Conclusion: PIL model presented increased deposits of IgG and IgM in the brain tissue. VitD was able to reduce this immunopathological finding and enhance pVDR expression in the VD group after 180 days of treatment. PIL exhibited elevated levels of IFN-α1, which VitD did not modulate. Further data analysis is required to comprehend the immunological effects and clinical implications of VitD in this murine PIL model.

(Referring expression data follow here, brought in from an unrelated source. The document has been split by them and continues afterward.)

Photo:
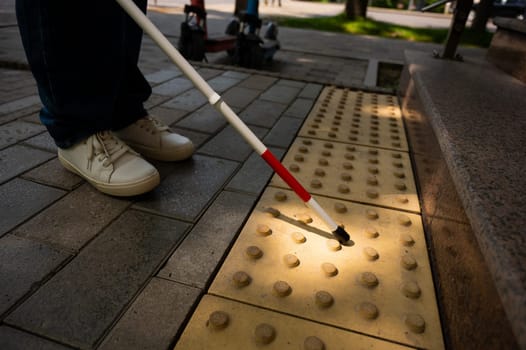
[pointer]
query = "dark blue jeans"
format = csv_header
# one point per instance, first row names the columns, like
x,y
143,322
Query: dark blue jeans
x,y
83,55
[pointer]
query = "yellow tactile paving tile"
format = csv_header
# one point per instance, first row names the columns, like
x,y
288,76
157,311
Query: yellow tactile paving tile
x,y
225,324
351,172
380,286
356,117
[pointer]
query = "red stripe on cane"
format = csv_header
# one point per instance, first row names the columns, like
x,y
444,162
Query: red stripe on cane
x,y
285,175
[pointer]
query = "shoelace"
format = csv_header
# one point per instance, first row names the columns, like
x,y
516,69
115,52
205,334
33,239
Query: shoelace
x,y
107,148
152,124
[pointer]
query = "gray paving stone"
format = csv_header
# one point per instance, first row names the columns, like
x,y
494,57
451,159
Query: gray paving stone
x,y
292,83
311,91
254,174
18,159
240,97
16,131
258,82
280,93
21,103
23,264
155,100
186,192
208,73
173,87
154,318
74,220
79,303
32,118
162,75
168,116
52,173
236,75
198,138
300,108
262,113
230,145
13,339
34,109
282,134
43,141
197,257
187,101
222,83
206,119
21,199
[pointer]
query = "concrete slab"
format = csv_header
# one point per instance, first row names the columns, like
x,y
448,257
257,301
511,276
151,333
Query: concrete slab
x,y
75,220
240,97
257,82
12,164
196,259
262,113
283,132
52,173
101,281
249,327
173,87
24,265
14,339
357,173
229,144
381,285
187,191
43,141
300,108
187,101
21,199
280,93
206,119
483,152
254,174
16,131
154,317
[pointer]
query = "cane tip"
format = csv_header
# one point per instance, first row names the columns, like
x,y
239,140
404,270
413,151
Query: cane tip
x,y
341,235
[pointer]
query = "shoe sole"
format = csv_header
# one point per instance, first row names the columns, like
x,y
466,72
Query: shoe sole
x,y
121,190
153,153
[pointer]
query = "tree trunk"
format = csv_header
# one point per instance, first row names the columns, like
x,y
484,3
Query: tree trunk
x,y
355,9
482,15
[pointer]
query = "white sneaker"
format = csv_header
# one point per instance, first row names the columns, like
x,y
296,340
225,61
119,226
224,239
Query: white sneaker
x,y
152,139
110,165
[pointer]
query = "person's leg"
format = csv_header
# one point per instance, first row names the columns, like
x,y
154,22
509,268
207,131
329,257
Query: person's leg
x,y
84,58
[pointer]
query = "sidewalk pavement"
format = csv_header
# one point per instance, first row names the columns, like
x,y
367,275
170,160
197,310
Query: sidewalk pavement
x,y
82,270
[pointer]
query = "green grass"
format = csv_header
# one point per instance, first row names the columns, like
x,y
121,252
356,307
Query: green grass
x,y
341,24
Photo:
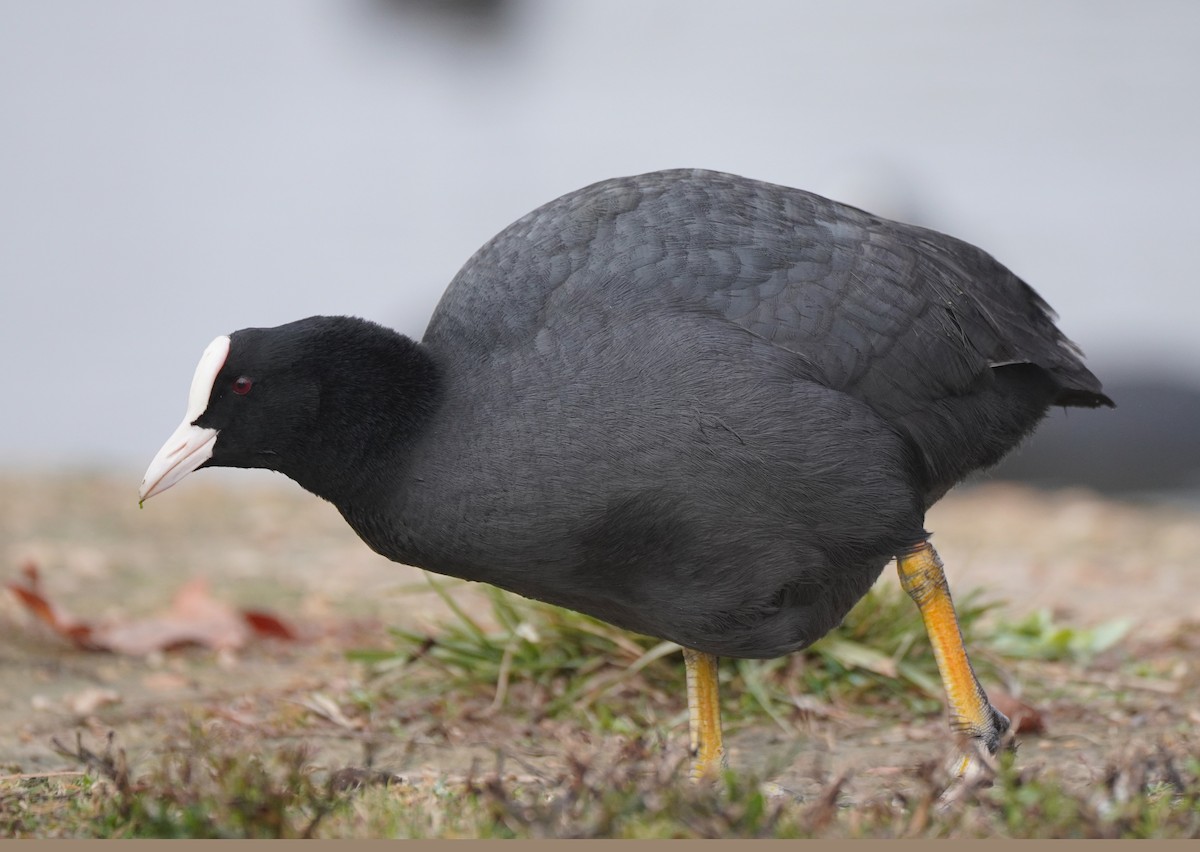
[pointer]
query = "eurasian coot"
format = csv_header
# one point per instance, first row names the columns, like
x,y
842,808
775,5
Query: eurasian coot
x,y
696,406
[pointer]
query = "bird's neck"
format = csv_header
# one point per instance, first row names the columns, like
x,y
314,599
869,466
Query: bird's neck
x,y
372,413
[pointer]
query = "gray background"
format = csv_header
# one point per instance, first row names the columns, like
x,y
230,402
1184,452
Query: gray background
x,y
174,171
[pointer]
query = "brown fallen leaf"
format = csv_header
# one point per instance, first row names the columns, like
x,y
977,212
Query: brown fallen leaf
x,y
195,618
1025,718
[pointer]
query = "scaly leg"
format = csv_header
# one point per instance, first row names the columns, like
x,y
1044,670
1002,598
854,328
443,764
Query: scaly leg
x,y
703,714
971,713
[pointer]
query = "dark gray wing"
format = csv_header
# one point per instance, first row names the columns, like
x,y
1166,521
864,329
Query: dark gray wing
x,y
901,317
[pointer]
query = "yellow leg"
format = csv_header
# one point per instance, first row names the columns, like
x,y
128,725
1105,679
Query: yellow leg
x,y
971,713
703,714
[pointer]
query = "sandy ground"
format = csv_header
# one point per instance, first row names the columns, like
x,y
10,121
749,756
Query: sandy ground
x,y
265,544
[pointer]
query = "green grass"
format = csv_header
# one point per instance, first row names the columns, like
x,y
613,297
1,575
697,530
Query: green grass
x,y
574,664
204,792
589,678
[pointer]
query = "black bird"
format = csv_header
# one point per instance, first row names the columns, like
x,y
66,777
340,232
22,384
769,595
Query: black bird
x,y
696,406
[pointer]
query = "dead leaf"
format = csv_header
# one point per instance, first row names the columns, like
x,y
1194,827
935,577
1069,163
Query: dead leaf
x,y
1025,718
195,618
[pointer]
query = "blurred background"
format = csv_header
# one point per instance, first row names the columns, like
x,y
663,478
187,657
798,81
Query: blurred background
x,y
172,172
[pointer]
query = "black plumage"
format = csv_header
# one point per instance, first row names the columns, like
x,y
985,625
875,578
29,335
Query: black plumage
x,y
693,405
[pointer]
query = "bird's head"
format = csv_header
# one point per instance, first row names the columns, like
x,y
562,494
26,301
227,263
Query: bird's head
x,y
307,399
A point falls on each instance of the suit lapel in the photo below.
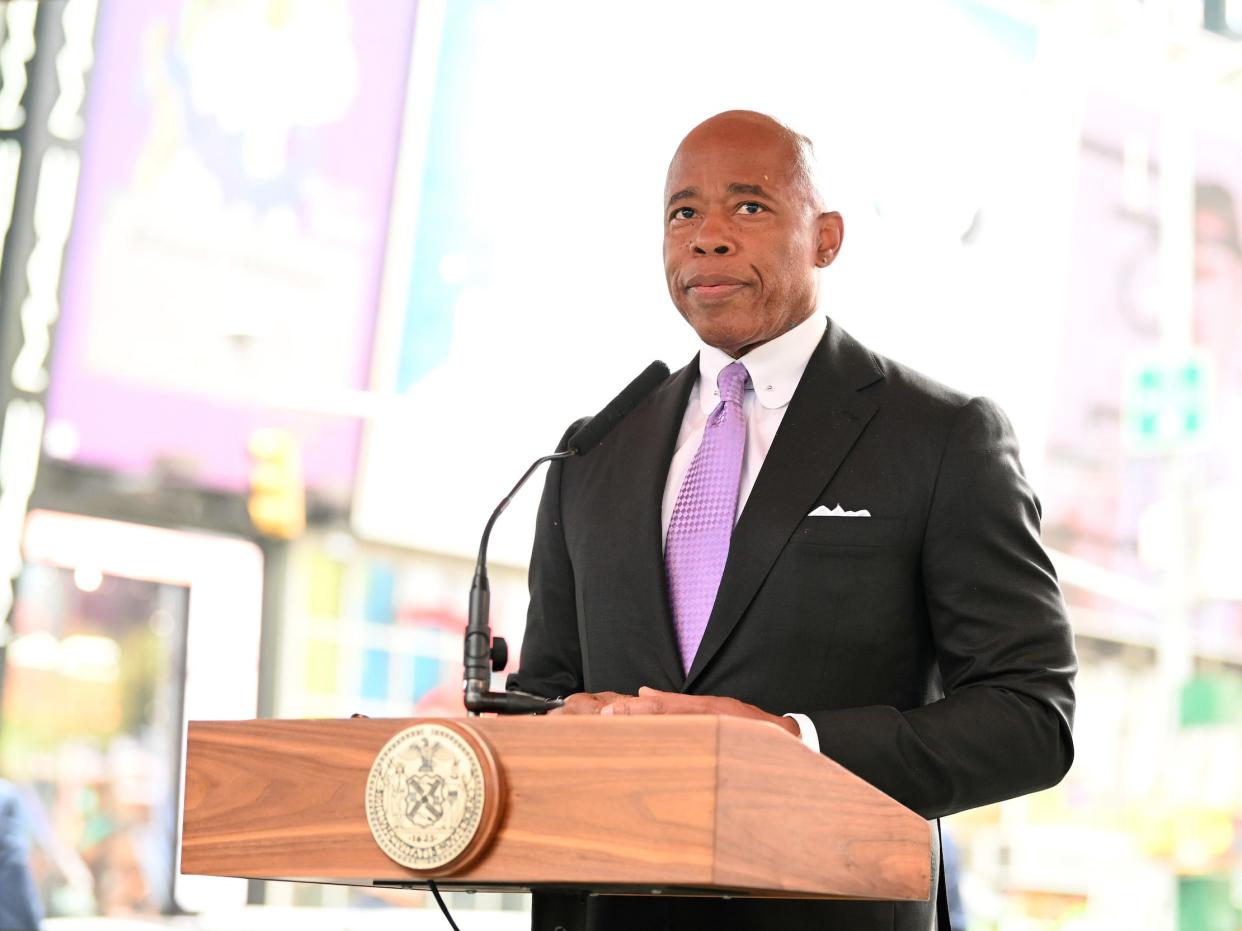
(657, 425)
(825, 418)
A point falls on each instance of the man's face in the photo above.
(742, 237)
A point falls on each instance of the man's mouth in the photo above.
(714, 286)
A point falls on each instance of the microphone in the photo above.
(590, 436)
(482, 654)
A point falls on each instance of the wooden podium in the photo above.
(676, 805)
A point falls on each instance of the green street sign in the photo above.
(1165, 402)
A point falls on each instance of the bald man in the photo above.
(878, 589)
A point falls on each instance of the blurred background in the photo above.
(292, 291)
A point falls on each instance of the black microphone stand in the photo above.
(485, 654)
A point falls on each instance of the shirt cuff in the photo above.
(810, 736)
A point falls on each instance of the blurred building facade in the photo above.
(292, 292)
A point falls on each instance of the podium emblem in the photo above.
(427, 796)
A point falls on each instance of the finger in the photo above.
(632, 706)
(581, 703)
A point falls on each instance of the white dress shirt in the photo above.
(775, 369)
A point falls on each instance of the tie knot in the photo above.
(732, 382)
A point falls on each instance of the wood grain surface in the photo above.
(629, 803)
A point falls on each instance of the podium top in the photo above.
(686, 805)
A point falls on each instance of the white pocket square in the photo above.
(838, 512)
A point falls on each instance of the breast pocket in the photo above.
(850, 531)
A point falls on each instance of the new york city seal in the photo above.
(427, 796)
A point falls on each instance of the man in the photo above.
(19, 899)
(920, 641)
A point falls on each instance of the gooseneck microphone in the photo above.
(485, 654)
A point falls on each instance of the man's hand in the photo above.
(652, 701)
(588, 703)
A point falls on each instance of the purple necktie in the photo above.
(698, 533)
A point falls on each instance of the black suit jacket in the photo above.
(928, 643)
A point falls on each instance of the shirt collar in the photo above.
(775, 368)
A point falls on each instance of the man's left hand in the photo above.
(652, 701)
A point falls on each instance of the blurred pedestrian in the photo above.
(19, 901)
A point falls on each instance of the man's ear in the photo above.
(831, 231)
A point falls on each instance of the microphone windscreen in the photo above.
(616, 410)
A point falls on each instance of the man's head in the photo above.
(744, 230)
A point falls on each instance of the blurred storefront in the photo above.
(292, 292)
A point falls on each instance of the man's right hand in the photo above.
(588, 703)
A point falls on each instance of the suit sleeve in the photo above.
(552, 657)
(1001, 637)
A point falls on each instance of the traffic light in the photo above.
(277, 493)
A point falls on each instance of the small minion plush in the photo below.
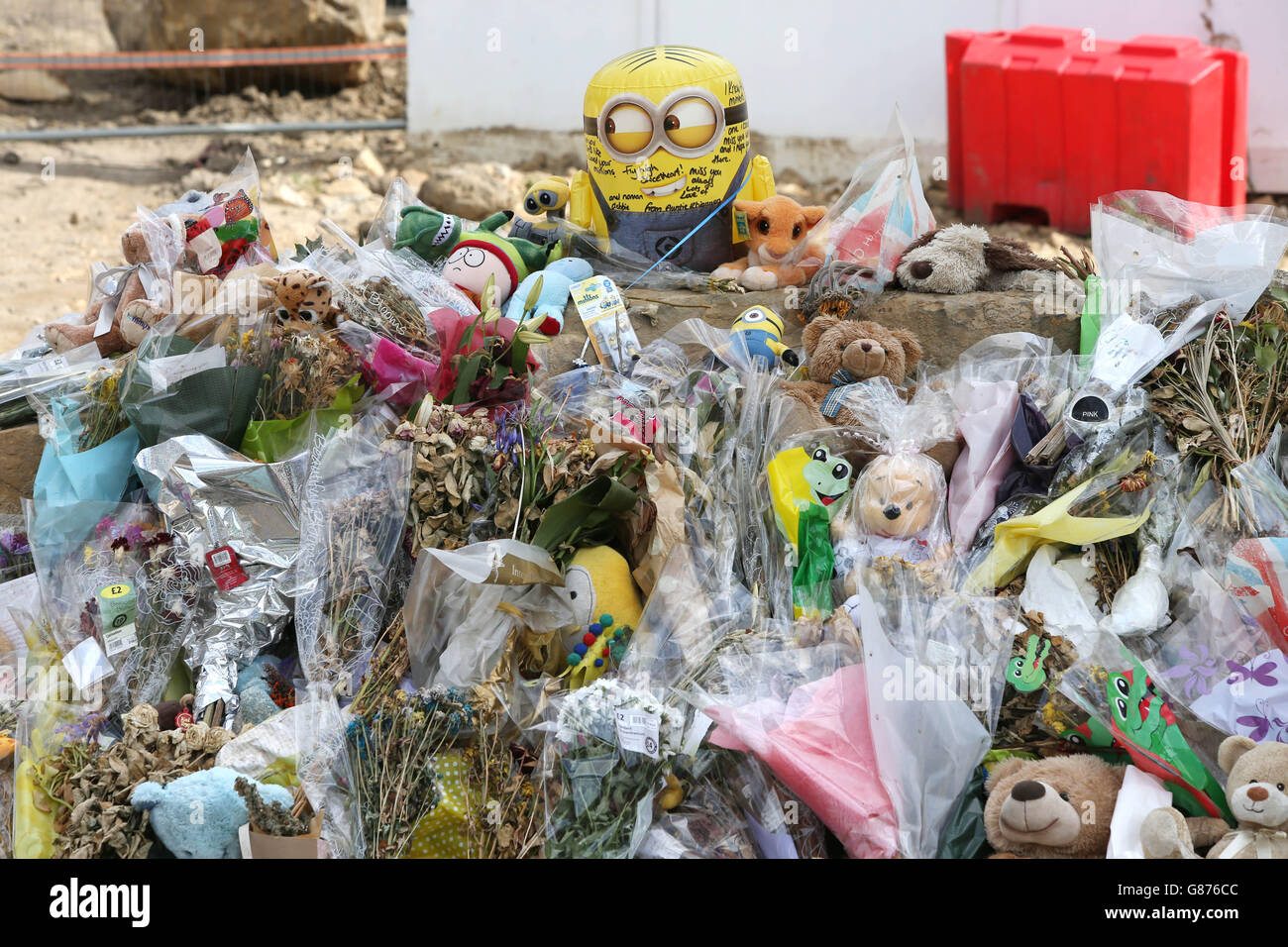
(608, 608)
(599, 581)
(761, 329)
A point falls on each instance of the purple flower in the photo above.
(1261, 673)
(1198, 668)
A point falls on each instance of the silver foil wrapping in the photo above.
(213, 496)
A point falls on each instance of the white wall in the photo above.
(814, 68)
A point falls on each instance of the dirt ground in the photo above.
(69, 201)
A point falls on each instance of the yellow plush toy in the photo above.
(606, 603)
(666, 144)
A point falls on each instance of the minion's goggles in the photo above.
(690, 123)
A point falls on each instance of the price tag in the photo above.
(638, 731)
(117, 608)
(226, 569)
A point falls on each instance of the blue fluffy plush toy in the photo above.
(555, 279)
(256, 699)
(197, 815)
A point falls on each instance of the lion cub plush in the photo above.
(778, 226)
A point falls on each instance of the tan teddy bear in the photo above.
(1254, 792)
(1059, 806)
(63, 337)
(844, 352)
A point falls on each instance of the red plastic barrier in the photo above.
(1038, 120)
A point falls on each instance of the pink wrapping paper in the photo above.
(820, 746)
(987, 414)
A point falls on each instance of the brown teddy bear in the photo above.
(1254, 792)
(63, 337)
(1059, 806)
(842, 352)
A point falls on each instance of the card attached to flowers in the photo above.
(606, 324)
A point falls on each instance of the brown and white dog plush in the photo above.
(964, 258)
(778, 226)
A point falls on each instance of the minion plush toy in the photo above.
(761, 329)
(666, 145)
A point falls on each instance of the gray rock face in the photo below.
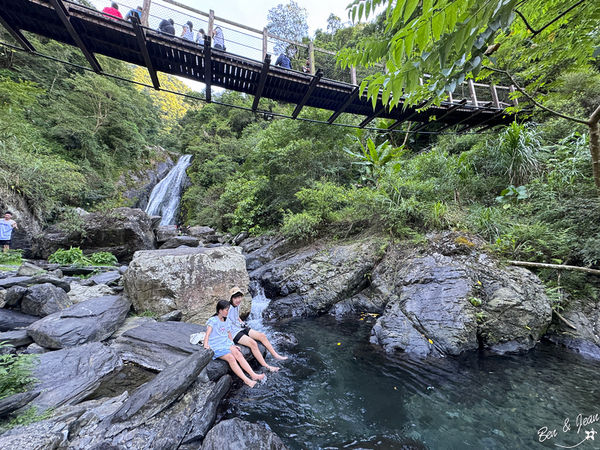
(14, 295)
(157, 345)
(44, 299)
(311, 280)
(432, 305)
(16, 338)
(191, 280)
(68, 376)
(11, 320)
(28, 269)
(178, 241)
(585, 337)
(92, 320)
(109, 278)
(235, 434)
(165, 232)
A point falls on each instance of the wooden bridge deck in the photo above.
(94, 32)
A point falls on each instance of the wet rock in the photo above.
(16, 401)
(234, 434)
(12, 320)
(157, 345)
(92, 320)
(178, 241)
(80, 293)
(173, 316)
(28, 269)
(16, 338)
(445, 305)
(8, 282)
(14, 295)
(191, 280)
(62, 283)
(70, 375)
(109, 278)
(44, 299)
(165, 232)
(309, 281)
(583, 333)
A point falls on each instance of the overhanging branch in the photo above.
(534, 101)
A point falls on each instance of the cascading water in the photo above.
(166, 195)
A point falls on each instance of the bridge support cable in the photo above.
(353, 96)
(208, 68)
(17, 35)
(492, 117)
(308, 93)
(408, 118)
(443, 116)
(63, 14)
(264, 72)
(480, 109)
(372, 117)
(141, 38)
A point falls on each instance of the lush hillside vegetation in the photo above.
(66, 135)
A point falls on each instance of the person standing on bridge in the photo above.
(167, 26)
(188, 32)
(219, 39)
(7, 225)
(201, 37)
(113, 10)
(134, 12)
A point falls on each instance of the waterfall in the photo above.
(166, 195)
(259, 304)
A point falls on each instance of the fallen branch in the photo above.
(555, 266)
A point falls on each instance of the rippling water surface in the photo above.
(339, 391)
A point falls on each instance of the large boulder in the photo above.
(191, 280)
(309, 281)
(121, 231)
(92, 320)
(12, 320)
(235, 434)
(70, 375)
(444, 304)
(44, 299)
(579, 328)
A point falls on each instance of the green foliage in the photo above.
(288, 21)
(15, 372)
(74, 256)
(29, 416)
(11, 257)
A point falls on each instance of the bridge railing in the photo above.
(254, 43)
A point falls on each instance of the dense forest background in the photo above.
(67, 136)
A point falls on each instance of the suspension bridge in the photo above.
(476, 105)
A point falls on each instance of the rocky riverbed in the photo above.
(109, 376)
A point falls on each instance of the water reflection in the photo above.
(339, 391)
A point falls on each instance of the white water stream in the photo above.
(166, 195)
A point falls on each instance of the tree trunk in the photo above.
(595, 145)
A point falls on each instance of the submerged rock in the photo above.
(191, 280)
(235, 434)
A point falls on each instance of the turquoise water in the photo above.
(338, 391)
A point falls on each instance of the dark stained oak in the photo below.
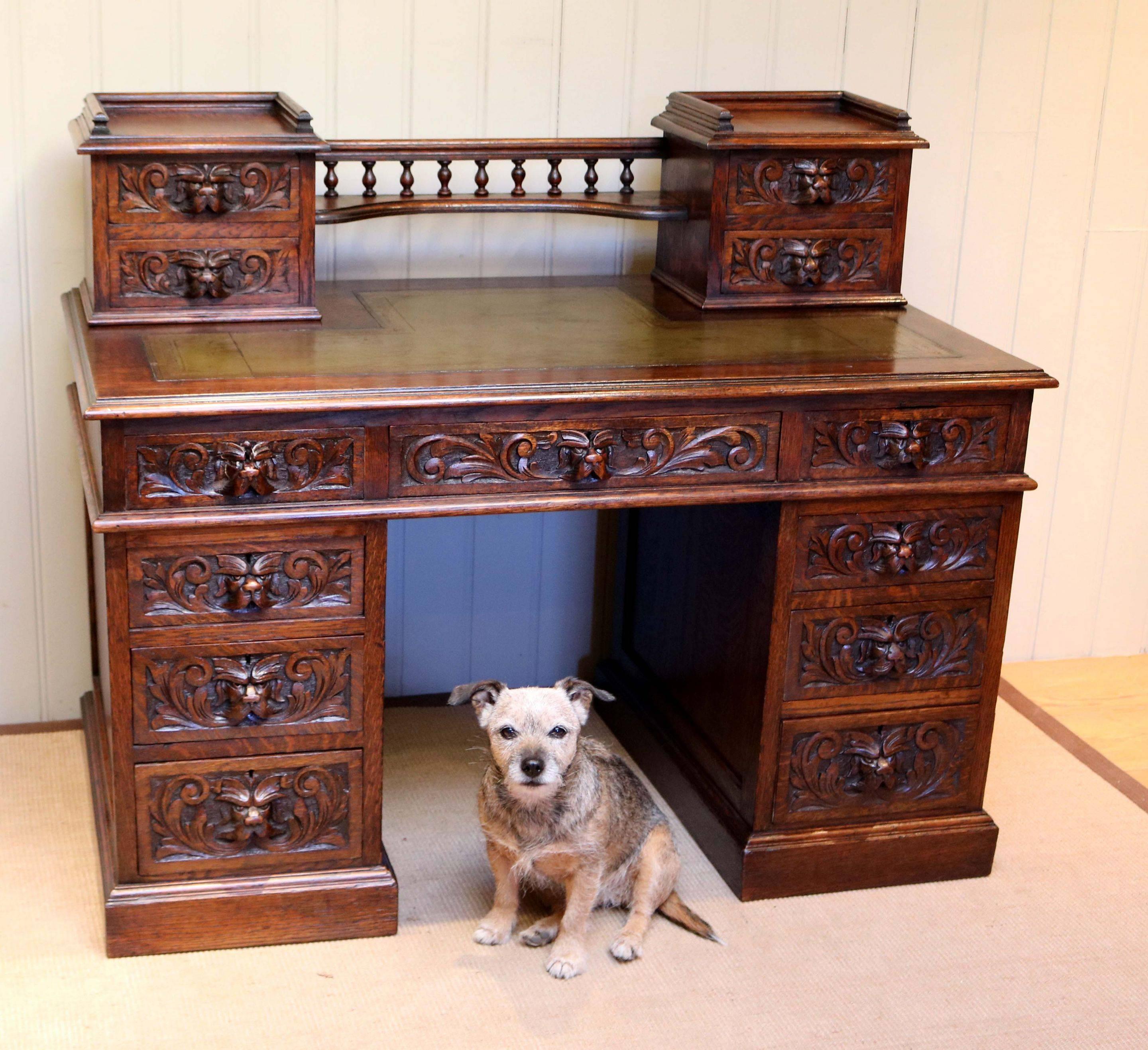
(810, 516)
(811, 573)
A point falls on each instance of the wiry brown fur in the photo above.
(564, 815)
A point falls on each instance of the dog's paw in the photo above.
(626, 948)
(492, 934)
(566, 964)
(541, 933)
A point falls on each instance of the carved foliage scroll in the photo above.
(205, 188)
(806, 182)
(293, 688)
(861, 551)
(253, 467)
(223, 815)
(210, 273)
(796, 263)
(271, 581)
(906, 444)
(918, 648)
(842, 770)
(589, 456)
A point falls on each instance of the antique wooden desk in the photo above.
(812, 514)
(813, 585)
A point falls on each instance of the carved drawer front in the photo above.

REFERENCES: [1] Karnopp TE, Freitas EC, Rieger A, Chapacais GF, Monticielo OA. Clin Rheumatol 2022. doi: 10.1007/s10067-022-06094-2
[2] Freitas EC, de Oliveira MS, Monticielo OA. Clin Rheumatol 2017. doi: 10.1007/s10067-017-3811-6
Acknowledgements: Douglas dos Santos Soares (Laboratório de Pesquisa Cardiovascular at HCPA); Unidade de Experimentação Animal (HCPA); Diretoria de Pesquisa (HCPA); and Coordenação de Aperfeiçoamento de Pessoal de Nível Superior (CAPES).
Disclosure of Interests: None declared.